“Must Physicalism Imply the Supervenience of the Mental on the Physical?”
October 18, 2012 @ 7:00pm — Trimble Forum
Barbara Gail Montero is Associate Professor of Philosophy at The City University of New York Graduate Center and College of Staten Island. She is the author of On the Philosophy of Mind (Wadsowrth, 2009) and Mind, Body, Movement: The Relevance of Consciousness to Expert Performance (Oxford University Press, forthcoming) and the editor (with M. White) of Economics and the Mind (Routledge, 2006).
About the talk:
The standard arguments against physicalism, such as the knowledge argument and the zombie argument, purport to establish that certain mental properties do not supervene on the fundamental properties of physics, where supervenience is supposed to capture the idea, roughly speaking, that one set of properties determines, or suffices for, another set of properties.
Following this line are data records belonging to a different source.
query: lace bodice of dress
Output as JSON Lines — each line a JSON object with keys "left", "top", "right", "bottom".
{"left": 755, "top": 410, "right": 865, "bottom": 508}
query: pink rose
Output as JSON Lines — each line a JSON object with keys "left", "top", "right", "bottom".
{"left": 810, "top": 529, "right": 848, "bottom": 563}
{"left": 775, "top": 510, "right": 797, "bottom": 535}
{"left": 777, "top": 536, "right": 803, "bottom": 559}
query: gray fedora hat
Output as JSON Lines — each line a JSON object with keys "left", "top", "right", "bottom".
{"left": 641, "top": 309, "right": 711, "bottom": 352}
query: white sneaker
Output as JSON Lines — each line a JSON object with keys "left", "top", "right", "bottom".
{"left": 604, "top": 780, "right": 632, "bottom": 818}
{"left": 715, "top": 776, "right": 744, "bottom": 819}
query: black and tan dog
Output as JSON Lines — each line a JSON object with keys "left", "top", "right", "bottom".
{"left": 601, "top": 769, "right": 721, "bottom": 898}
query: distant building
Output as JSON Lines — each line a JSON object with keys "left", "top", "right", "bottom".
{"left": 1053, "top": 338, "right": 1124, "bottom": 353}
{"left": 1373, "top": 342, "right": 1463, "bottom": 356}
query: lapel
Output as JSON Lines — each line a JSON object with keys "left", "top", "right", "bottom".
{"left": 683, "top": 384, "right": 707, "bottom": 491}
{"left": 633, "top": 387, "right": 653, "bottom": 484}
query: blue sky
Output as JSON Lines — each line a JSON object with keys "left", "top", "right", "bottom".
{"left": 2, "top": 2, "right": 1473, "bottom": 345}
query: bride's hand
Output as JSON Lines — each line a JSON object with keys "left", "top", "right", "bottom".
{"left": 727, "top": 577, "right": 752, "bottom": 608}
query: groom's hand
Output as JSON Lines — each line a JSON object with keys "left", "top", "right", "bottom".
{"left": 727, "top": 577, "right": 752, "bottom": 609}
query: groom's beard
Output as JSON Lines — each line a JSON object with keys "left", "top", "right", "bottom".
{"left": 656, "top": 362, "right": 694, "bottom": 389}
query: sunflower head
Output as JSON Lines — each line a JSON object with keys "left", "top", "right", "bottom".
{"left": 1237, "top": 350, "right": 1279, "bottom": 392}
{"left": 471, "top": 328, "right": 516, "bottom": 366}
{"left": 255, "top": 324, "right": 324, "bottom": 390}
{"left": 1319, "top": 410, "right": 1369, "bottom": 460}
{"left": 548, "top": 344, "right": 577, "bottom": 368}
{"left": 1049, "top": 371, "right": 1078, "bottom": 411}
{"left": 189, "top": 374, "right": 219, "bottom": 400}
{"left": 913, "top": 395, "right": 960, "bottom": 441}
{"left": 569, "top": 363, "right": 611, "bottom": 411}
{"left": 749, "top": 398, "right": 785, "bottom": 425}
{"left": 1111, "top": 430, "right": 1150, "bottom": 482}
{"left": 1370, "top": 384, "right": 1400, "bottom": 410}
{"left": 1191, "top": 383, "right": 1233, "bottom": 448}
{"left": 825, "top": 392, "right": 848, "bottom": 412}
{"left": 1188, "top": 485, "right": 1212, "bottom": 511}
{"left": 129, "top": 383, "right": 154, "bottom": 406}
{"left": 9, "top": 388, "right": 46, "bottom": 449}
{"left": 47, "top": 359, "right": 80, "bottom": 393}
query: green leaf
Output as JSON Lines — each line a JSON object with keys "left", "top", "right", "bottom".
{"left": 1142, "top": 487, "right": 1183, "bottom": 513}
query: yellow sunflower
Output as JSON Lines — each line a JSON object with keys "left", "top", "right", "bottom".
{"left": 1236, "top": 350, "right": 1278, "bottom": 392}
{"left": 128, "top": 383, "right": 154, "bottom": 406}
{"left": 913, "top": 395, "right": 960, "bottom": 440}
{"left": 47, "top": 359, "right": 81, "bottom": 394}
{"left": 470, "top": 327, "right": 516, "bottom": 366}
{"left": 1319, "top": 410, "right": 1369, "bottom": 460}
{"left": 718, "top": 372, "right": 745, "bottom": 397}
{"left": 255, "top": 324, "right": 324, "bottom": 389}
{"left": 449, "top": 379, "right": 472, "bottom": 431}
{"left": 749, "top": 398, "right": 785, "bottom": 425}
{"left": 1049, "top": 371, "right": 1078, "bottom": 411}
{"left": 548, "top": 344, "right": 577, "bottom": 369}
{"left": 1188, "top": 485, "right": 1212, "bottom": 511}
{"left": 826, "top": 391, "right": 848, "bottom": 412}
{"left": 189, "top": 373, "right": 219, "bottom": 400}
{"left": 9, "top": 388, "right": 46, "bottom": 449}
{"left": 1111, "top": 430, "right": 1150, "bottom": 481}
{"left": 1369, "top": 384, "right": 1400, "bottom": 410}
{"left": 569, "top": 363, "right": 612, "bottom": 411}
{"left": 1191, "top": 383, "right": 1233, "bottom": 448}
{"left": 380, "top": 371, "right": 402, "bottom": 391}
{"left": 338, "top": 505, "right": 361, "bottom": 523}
The supervenience of mental properties on fundamental physical properties is taken as a necessary condition for physicalism because the failure of such supervenience is thought to render mental properties nonphysical; and if there is something nonphysical, then physicalism, which holds that everything is physical, is false. Although many of those engaged in the debate over the mind-body problem object to various aspects of these standard antiphysicalist arguments, most, if not all, agree that if physicalism is true, then mental properties must supervene on fundamental physical properties. I aim to question this widely held view. Why should the supervenience of the mental on the physical be a necessary condition for physicalism?